SoftBank has invested a total of $1.6 Bn in Paytm so far and its current invested value stands at $1.19 Bn. The fund has invested $397 Mn in Delhivery and $199 Mn in Policybazaar so far and the investment value stands at $907 Mn and $583 Mn, respectively.

Paytm contributed $407 Mn gross loss to the fund, while Delhivery contributed $510 Mn of gross profit to the fund. Policybazaar contributed $384 Mn profit to Vision Fund 1, as per SoftBank Group’s earnings release.

Blinkit, Cars24, Meesho, Zeta, OfBusiness, Lenskart, among others, are the unlisted startups in SoftBank’s India portfolio. 

The comments by Son will likely cause some discomfort in the Indian startup ecosystem as well.

The Indian startup ecosystem continues to witness a major decline in funding. Homegrown startups raised $19.7 Bn in the first seven months of 2022, down nearly 8% compared to the same period last year. At $1.12 Bn, the funding raised by startups was over 75% lower in July as compared to January 2022. 

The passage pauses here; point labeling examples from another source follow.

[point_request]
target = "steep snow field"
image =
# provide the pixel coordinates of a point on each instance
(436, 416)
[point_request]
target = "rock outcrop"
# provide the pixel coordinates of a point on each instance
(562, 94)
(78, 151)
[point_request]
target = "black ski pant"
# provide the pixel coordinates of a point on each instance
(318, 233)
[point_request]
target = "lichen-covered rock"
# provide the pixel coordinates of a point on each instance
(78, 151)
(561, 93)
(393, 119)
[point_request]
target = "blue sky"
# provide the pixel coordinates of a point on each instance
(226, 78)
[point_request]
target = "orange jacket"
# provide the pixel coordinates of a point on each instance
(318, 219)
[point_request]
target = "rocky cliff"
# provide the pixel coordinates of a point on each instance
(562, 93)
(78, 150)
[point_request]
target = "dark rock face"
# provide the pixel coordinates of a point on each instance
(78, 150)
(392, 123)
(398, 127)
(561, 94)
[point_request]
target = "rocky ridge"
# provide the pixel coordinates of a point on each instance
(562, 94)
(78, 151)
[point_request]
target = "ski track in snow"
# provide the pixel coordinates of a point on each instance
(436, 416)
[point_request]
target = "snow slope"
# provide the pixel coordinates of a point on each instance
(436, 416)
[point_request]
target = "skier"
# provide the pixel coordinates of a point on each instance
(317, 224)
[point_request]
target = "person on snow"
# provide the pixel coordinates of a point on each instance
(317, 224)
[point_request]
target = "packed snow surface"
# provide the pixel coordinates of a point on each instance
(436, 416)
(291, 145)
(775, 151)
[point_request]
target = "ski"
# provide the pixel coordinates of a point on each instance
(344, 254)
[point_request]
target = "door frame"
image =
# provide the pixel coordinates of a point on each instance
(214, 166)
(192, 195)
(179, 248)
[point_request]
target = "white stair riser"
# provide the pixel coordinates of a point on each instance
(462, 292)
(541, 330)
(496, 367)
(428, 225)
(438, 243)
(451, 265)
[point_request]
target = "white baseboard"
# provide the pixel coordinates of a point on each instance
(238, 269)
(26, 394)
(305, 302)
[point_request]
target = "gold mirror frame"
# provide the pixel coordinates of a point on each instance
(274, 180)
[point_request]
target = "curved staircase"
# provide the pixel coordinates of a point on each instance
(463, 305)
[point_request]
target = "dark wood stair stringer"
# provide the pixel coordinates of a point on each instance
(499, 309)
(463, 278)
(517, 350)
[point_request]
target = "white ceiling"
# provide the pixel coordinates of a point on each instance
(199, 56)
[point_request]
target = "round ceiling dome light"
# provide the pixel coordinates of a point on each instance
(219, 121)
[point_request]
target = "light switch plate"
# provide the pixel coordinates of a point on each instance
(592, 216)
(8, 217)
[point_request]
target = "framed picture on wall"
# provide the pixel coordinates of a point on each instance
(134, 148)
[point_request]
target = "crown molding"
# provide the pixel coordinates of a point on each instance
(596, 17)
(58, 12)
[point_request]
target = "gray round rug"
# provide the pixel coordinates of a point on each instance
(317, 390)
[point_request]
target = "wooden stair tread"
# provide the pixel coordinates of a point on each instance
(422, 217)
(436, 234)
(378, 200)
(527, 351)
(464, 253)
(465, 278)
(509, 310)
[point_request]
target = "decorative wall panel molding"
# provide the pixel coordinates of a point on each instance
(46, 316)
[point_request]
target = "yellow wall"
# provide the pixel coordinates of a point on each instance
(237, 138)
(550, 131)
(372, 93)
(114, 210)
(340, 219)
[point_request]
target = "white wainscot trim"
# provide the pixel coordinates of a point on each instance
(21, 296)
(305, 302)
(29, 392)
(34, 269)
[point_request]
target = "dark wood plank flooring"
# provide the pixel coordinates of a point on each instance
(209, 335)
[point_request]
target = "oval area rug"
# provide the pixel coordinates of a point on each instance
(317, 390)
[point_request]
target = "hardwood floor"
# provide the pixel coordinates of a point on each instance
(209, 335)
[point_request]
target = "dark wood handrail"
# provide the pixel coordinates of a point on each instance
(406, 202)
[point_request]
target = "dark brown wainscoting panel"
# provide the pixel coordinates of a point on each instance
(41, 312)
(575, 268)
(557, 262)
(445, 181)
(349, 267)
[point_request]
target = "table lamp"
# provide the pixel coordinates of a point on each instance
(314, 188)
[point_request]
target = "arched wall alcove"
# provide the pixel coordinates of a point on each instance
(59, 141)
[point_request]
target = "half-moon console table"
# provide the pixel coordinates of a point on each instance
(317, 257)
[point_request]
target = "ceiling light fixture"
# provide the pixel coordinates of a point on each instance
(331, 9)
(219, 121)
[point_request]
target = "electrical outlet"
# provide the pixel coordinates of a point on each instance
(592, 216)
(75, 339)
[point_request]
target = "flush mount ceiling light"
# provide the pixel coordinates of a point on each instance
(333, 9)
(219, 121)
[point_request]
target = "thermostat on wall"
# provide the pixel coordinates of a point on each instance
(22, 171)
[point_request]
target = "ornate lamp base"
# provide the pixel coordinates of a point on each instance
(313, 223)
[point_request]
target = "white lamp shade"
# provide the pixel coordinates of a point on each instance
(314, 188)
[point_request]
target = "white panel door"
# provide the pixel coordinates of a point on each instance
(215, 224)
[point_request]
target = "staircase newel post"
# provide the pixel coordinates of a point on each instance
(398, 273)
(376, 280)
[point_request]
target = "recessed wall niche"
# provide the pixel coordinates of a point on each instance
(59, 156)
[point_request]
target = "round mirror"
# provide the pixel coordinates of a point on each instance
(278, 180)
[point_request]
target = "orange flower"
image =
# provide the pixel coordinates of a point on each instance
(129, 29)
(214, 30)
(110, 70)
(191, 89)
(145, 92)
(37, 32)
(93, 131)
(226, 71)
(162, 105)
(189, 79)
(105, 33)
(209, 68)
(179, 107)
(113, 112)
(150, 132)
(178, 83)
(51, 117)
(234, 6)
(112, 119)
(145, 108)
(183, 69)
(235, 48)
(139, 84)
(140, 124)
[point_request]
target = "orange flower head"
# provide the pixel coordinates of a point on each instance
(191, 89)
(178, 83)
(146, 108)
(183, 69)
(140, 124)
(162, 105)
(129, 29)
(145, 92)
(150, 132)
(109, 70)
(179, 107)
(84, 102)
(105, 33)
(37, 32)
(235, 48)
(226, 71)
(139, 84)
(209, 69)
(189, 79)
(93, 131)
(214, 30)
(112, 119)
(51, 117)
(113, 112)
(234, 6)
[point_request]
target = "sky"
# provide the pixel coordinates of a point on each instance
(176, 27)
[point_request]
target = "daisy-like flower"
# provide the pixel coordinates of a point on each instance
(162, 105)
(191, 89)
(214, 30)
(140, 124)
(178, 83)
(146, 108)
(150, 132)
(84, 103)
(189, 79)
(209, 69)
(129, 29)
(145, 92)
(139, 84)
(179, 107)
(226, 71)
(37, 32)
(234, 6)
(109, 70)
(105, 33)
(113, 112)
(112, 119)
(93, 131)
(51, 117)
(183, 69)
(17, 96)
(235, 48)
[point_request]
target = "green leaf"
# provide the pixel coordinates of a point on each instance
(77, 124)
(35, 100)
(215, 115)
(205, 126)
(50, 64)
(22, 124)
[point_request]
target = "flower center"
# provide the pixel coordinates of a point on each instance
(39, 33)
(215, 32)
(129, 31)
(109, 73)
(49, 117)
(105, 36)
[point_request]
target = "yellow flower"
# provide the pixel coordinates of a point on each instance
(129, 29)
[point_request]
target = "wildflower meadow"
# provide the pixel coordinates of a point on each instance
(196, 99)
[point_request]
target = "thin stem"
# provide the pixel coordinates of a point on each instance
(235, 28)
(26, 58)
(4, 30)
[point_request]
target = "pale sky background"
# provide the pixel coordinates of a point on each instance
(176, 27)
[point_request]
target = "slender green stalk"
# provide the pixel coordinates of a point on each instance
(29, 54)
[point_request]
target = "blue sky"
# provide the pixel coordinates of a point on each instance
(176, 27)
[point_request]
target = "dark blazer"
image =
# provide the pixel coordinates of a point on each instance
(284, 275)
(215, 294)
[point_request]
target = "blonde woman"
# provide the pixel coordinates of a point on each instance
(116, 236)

The fears of an impending recession coupled with high interest rates, reduced liquidity and market volatility amid the Russia-Ukraine war have sent the startup ecosystem in a cost-cutting overdrive. 

This has resulted in startups laying off employees to cut costs. According to Inc42, more than 11,360 employees have so far been laid off in 2022 by startups like Unacademy, MPL, Ola, BYJU’S, among others.